The Islamic State: Climate Change, Terror and the Making of a Caliphate.

The Caliphate ( Islamic State ), established and centred on Raqqa in Syria, does clearly have its origins on uneducated mosque imams contantly extolling the Caliphate as a symbol of a lost spritual and political realm towards which Sunni Muslims should aspire and realise through jihad.

Syrian writer Hassan Hassan cites the Syrian cleric Mohammed Habash claiming "Isis did not arrive from Mars; it is a natural product of our retrograde discourse." and while that is true, the sad reality is that it has caught on because of a civilisational crisis in this part of the Middle East that has induced it.

One thing that comes across from Vice News's report 'Spread of the Caliphate' is that the foot soldiers of IS are both brutal and banal, largely semi-educated men all the more dangerous for the indoctrinated certitude with which they assert their credo that they are on a roll and shall follow God until victory is assured.

The ISIS jihadists are in for the long game, indoctrinating and grooming the children to become future warriors as the only way for the Caliphate to survive and strive forth towards its destiny of creating some sort of pure community that is uncontaminated by enemy influences from without and within.

If they were not so deadly, their corny attempts at piety would be entirely laughable as opposed to merely contemptible. Hence the point of their headless corpses strewn across pavements and sticking heads on spikes is meant to give the impression that they are, in fact, very serious.
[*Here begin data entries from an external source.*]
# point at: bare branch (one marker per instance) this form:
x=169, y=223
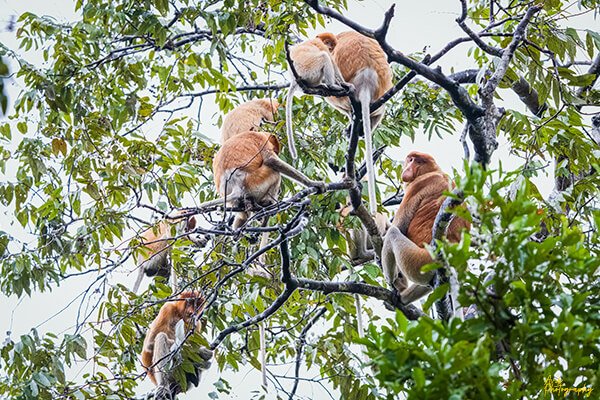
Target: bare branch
x=300, y=348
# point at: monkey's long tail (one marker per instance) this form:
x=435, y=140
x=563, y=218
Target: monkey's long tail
x=365, y=103
x=138, y=280
x=288, y=119
x=263, y=353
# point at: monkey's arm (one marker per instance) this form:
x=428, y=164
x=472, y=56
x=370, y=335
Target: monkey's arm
x=402, y=259
x=406, y=212
x=358, y=245
x=272, y=160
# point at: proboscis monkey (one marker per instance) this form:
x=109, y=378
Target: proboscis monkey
x=363, y=63
x=156, y=251
x=404, y=251
x=313, y=64
x=165, y=332
x=248, y=116
x=247, y=169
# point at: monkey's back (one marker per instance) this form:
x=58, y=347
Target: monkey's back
x=165, y=321
x=308, y=56
x=354, y=52
x=242, y=157
x=420, y=228
x=248, y=117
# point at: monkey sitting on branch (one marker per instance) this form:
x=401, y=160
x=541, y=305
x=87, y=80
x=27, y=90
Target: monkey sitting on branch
x=404, y=252
x=311, y=63
x=164, y=339
x=363, y=64
x=155, y=257
x=248, y=116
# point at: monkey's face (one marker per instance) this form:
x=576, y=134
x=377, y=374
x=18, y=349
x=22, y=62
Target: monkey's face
x=329, y=40
x=417, y=164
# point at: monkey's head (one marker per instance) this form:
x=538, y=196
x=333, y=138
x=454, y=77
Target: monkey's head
x=329, y=39
x=275, y=143
x=271, y=106
x=190, y=304
x=417, y=164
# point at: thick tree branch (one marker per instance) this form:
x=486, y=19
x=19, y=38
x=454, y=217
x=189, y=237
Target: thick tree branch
x=376, y=292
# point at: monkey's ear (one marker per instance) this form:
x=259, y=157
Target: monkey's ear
x=275, y=142
x=329, y=39
x=190, y=225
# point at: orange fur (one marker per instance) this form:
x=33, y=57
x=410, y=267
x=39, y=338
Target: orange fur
x=239, y=169
x=314, y=65
x=185, y=307
x=248, y=117
x=423, y=197
x=363, y=63
x=154, y=256
x=353, y=52
x=404, y=252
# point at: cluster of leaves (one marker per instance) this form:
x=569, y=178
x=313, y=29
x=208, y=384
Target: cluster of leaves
x=84, y=153
x=537, y=302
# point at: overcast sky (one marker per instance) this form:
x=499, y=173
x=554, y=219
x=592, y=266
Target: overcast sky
x=417, y=25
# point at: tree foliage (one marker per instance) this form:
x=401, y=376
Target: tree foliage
x=109, y=136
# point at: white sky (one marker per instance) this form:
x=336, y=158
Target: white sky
x=416, y=25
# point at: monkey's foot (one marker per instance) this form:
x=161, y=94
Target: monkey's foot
x=258, y=270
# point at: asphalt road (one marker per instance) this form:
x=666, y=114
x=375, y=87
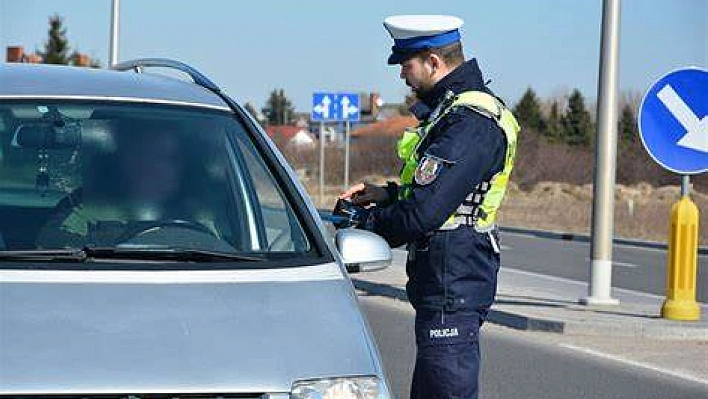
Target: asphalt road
x=634, y=268
x=520, y=365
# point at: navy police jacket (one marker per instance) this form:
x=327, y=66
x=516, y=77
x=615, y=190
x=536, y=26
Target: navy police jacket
x=448, y=269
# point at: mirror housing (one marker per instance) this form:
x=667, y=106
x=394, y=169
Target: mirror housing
x=362, y=251
x=43, y=135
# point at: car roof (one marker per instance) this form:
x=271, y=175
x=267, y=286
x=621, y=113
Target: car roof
x=58, y=81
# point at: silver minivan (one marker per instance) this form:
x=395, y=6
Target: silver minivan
x=155, y=244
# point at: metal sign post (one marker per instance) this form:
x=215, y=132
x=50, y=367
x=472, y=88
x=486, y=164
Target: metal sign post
x=321, y=182
x=599, y=290
x=114, y=33
x=346, y=155
x=348, y=112
x=334, y=107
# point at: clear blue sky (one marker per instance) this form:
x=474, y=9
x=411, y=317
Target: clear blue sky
x=252, y=47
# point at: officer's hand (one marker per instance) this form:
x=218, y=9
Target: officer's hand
x=346, y=214
x=365, y=194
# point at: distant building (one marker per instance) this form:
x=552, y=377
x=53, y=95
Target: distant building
x=391, y=127
x=289, y=135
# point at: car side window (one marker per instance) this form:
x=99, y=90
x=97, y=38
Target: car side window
x=280, y=226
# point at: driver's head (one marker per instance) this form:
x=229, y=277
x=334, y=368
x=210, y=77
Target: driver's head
x=150, y=162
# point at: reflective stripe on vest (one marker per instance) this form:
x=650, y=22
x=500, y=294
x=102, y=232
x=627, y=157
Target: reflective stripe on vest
x=480, y=207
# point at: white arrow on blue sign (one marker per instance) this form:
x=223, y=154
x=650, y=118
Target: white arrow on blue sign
x=348, y=106
x=335, y=107
x=323, y=107
x=673, y=121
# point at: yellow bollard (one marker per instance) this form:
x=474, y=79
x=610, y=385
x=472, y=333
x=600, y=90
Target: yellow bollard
x=681, y=268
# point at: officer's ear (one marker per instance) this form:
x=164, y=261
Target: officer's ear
x=435, y=62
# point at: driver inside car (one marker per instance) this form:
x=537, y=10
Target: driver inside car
x=124, y=192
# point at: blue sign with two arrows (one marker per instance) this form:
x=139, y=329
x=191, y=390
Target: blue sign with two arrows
x=335, y=107
x=673, y=121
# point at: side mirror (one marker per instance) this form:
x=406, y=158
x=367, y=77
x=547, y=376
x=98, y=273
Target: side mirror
x=362, y=251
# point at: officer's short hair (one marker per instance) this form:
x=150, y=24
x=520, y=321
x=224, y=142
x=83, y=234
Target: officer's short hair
x=452, y=54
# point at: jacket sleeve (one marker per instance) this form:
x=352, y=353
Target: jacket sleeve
x=470, y=148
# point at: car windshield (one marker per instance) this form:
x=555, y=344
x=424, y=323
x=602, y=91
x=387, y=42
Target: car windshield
x=77, y=175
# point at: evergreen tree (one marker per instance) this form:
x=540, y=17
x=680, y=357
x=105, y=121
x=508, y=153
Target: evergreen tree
x=577, y=122
x=278, y=110
x=554, y=128
x=528, y=112
x=627, y=125
x=56, y=49
x=252, y=110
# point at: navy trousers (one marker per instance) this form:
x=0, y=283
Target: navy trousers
x=447, y=361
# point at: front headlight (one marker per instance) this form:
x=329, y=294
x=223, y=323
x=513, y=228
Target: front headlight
x=340, y=388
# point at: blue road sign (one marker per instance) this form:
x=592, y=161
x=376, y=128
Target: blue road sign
x=323, y=107
x=673, y=121
x=335, y=107
x=348, y=104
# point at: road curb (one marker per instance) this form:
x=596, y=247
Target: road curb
x=557, y=235
x=525, y=322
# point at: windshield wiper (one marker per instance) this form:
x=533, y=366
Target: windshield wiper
x=45, y=255
x=171, y=254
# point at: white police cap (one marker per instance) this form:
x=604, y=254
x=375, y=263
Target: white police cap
x=414, y=33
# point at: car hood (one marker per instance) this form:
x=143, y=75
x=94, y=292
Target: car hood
x=143, y=332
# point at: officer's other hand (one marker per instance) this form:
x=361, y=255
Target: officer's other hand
x=365, y=194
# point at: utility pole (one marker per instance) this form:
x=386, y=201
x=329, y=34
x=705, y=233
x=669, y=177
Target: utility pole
x=113, y=59
x=599, y=290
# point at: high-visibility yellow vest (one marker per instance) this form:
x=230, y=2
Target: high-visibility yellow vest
x=480, y=207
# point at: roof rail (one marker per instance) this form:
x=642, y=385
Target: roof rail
x=196, y=76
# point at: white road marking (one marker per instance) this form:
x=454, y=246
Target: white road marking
x=324, y=272
x=620, y=264
x=576, y=282
x=635, y=363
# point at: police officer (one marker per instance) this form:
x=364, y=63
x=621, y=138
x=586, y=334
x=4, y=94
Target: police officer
x=456, y=166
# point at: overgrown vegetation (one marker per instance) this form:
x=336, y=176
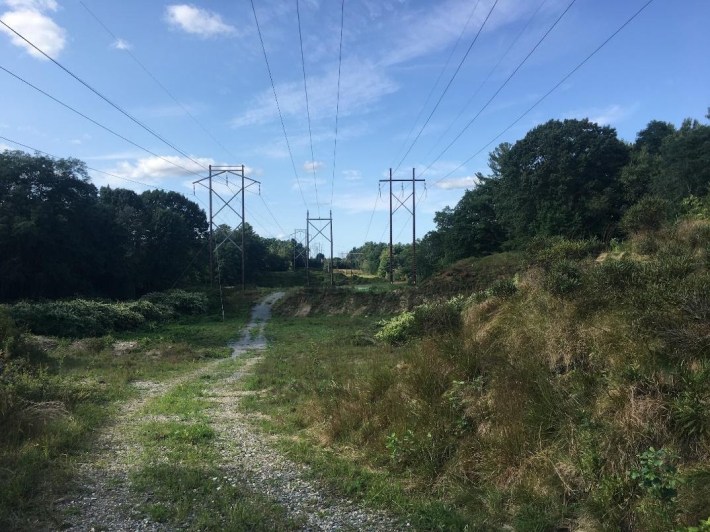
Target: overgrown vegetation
x=575, y=395
x=54, y=394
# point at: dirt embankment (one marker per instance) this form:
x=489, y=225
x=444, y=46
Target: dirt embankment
x=315, y=301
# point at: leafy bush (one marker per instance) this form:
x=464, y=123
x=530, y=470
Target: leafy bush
x=656, y=474
x=180, y=301
x=563, y=277
x=502, y=288
x=649, y=214
x=426, y=319
x=82, y=317
x=546, y=251
x=397, y=330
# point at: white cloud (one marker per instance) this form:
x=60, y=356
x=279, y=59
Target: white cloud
x=360, y=203
x=33, y=5
x=604, y=116
x=153, y=169
x=444, y=22
x=312, y=166
x=120, y=44
x=352, y=175
x=469, y=182
x=198, y=21
x=35, y=27
x=362, y=85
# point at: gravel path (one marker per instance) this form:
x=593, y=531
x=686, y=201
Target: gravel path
x=106, y=502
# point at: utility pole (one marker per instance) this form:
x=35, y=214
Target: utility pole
x=319, y=227
x=299, y=253
x=245, y=182
x=413, y=212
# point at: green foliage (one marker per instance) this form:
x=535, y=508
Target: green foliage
x=426, y=319
x=502, y=288
x=180, y=301
x=649, y=214
x=81, y=317
x=546, y=251
x=656, y=474
x=562, y=178
x=563, y=277
x=397, y=330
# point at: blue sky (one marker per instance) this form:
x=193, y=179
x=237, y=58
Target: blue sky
x=195, y=74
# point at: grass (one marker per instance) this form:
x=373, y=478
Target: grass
x=304, y=374
x=179, y=467
x=55, y=394
x=576, y=396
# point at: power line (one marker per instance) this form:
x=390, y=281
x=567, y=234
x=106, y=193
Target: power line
x=157, y=81
x=278, y=107
x=337, y=101
x=87, y=167
x=438, y=79
x=553, y=89
x=488, y=77
x=96, y=169
x=447, y=85
x=308, y=110
x=106, y=128
x=100, y=95
x=515, y=71
x=372, y=215
x=271, y=214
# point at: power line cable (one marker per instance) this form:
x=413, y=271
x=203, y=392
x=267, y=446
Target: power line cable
x=507, y=80
x=372, y=215
x=97, y=170
x=447, y=86
x=87, y=167
x=104, y=98
x=438, y=79
x=161, y=85
x=278, y=107
x=271, y=213
x=337, y=100
x=308, y=110
x=488, y=77
x=553, y=89
x=106, y=128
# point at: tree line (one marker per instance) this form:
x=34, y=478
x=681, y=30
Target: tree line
x=60, y=236
x=569, y=178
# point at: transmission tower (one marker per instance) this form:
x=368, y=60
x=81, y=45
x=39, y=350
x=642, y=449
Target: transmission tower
x=216, y=197
x=320, y=226
x=413, y=212
x=299, y=237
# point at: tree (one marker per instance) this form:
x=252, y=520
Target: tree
x=685, y=163
x=471, y=228
x=652, y=136
x=562, y=178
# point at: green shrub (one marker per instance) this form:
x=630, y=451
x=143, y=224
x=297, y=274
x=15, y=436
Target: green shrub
x=649, y=214
x=82, y=317
x=397, y=330
x=502, y=288
x=563, y=277
x=615, y=277
x=427, y=319
x=656, y=474
x=180, y=301
x=548, y=251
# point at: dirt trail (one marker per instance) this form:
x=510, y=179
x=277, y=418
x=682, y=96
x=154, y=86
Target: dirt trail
x=106, y=501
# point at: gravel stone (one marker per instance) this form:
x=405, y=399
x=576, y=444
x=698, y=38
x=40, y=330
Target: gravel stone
x=105, y=502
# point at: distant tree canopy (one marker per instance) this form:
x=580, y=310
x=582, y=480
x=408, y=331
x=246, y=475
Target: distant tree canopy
x=570, y=178
x=60, y=237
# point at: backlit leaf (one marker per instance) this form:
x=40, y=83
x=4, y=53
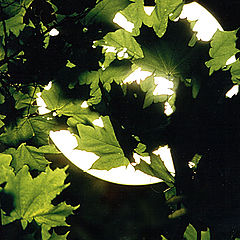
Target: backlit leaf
x=161, y=14
x=223, y=46
x=33, y=196
x=31, y=156
x=102, y=142
x=156, y=169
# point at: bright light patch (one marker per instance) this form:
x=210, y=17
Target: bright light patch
x=206, y=24
x=148, y=10
x=138, y=75
x=168, y=109
x=42, y=107
x=67, y=142
x=233, y=91
x=54, y=32
x=98, y=122
x=123, y=53
x=120, y=20
x=166, y=156
x=231, y=60
x=48, y=87
x=84, y=104
x=163, y=86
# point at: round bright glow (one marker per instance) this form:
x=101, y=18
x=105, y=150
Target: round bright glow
x=205, y=27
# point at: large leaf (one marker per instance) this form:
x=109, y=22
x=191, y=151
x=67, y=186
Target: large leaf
x=235, y=71
x=33, y=196
x=223, y=46
x=170, y=57
x=31, y=156
x=161, y=14
x=102, y=142
x=156, y=169
x=121, y=39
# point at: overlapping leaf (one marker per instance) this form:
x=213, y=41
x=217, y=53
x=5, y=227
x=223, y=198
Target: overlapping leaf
x=223, y=46
x=102, y=142
x=156, y=169
x=33, y=196
x=31, y=156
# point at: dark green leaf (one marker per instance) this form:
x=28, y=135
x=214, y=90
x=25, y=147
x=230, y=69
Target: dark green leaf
x=32, y=198
x=156, y=169
x=223, y=46
x=102, y=142
x=31, y=156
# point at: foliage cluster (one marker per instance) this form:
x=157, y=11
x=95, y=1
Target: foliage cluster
x=87, y=63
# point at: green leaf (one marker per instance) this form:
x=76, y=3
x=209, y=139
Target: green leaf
x=223, y=46
x=31, y=156
x=121, y=39
x=156, y=169
x=235, y=71
x=104, y=12
x=190, y=233
x=161, y=14
x=1, y=122
x=14, y=24
x=117, y=72
x=148, y=87
x=55, y=236
x=54, y=98
x=33, y=196
x=17, y=133
x=102, y=142
x=5, y=170
x=135, y=14
x=41, y=126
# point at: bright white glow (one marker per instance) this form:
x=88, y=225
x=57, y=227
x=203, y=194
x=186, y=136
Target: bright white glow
x=54, y=32
x=166, y=156
x=233, y=91
x=42, y=107
x=138, y=75
x=138, y=158
x=148, y=10
x=163, y=86
x=48, y=87
x=109, y=49
x=123, y=53
x=120, y=20
x=67, y=142
x=98, y=122
x=84, y=104
x=206, y=24
x=168, y=109
x=231, y=60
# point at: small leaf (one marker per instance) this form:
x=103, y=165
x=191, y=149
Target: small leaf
x=161, y=14
x=33, y=196
x=156, y=169
x=19, y=133
x=102, y=142
x=31, y=156
x=5, y=170
x=121, y=39
x=223, y=46
x=190, y=233
x=235, y=71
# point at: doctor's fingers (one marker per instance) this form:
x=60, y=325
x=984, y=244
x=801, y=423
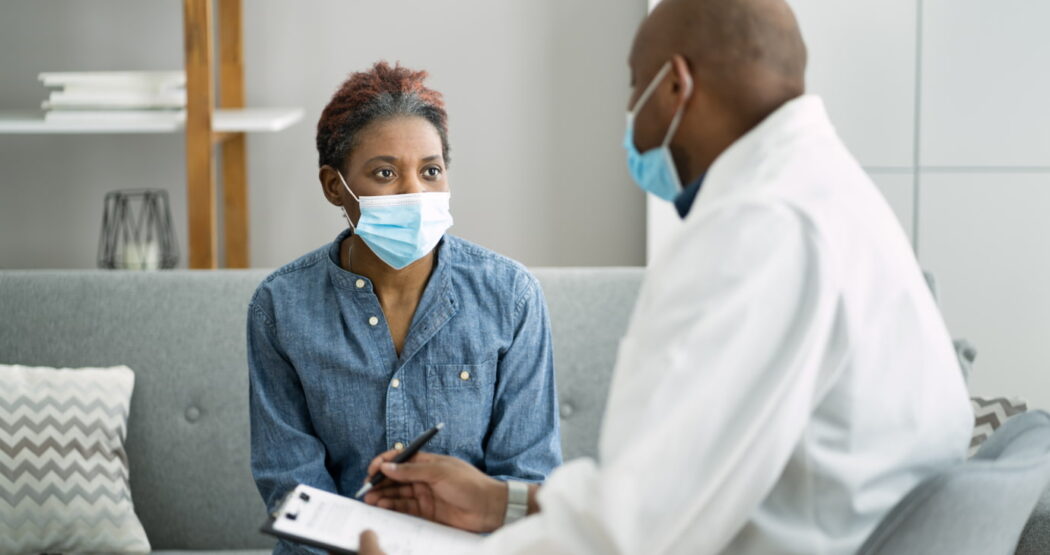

The aim is to spread the Caliphate out, kill or convert the Infidel ( or with Christians make them pay a tax ) and to be part of God's project as it unfolds and is realised. Women are to be nowhere seen on the streets of Raqqa. Jihadists previously living in Europe claimed they left the girls behind for the cause.

Women need to be properly concealed in order to thereby maintain the fundamental purity of the Caliphate from within, the better to make it more ferocious and formidable without against Indidels and Hypocrites ( secular Arabs). It says so, they claim, in the Qu'ran.

This myth of the return of the Caliphate is one held on to by the simple minded but it could only spread in the conditions of lawless chaos of the sort that existed in Afghanistan in the 1990s. ISIS is similar to both the Taliban and Al Qaida but this time rolled into one-and with control over lots of oil resources.

IS is selling crude oil on the international black market, something even reported to be reducing oil prices. It is making $1 million a day from the sale and the rush of adrenalin from that and the prospect of using revenues to expand their Caliphate is causing millennial style fervour.

The support among Sunni Arabs for this is based on a revolt of those living in lands where crop failure, desertification, drought and having been pushed out of ant prospect of adequate poliitical representation in either Syria or Iraq has led to the Caliphate as a "solution" to all earthly evils.

The Sunni Arab zone in northern Syria and Iraq is trapped between other regions with far more resources both as regards the vast majority of the oil wealth ( which lie in the Kurdish regions to the east ) and those absolutely vital to life such as water. Iraq is a resource war over oil and water.

The River Euphrates drying up as a consequence of climate change, decreasing precipitation and increasingly hot summers. Turkey was alleged to have reduced supplies along the Euphrates upstream. That makes the necessity to spread the war as far as possible even more 'vital'.

So many Sunni Arabs in Iraq have come to believe nothing to lose by aligning with a pyschopathological group that asserts their interests as against the Kurds, Turks, and Shi'ites. IS attempted to take the Mosul dam so as to have control over electricity and water: this is a resource war.

The cause of jihad is precisely what they have to sustain them both materially and in hope of regaining the dominance Sunni Muslims once had in the region more generally and in Iraq, in particular, under Saddam Hussein who used to use control over the water supply as a tool of control over the Shi'ite south.

Evidently, IS pursues policies that are evil and mad but there is, beyond evident sadistic cruelty and pleasure in murdering Infidels and Hypocrites, a method and motive to the madness and mayhem and the clear intention to instil terror and utter fear. They need to be taken seriously.

If Iraq and Syria were to break up, it is difficult to see how there could be a secure and viable state for Sunni Arabs as that would depend on the wars in both states having any prospect of ending. And so IS is taking the destiny of Sunni Muslims into its own hands, destroying the Sykes-Picot borders of 1916.

ISIS is an outgrowth of failed attempts to back Sunni forces by the Saudis as a check on Iranian influence in Syria, the idea of Sunni persecution and yet historical superiority, myths of the Caliphate and the collapse of Syrian and Iraqi Sunni regions especially through climate change and war.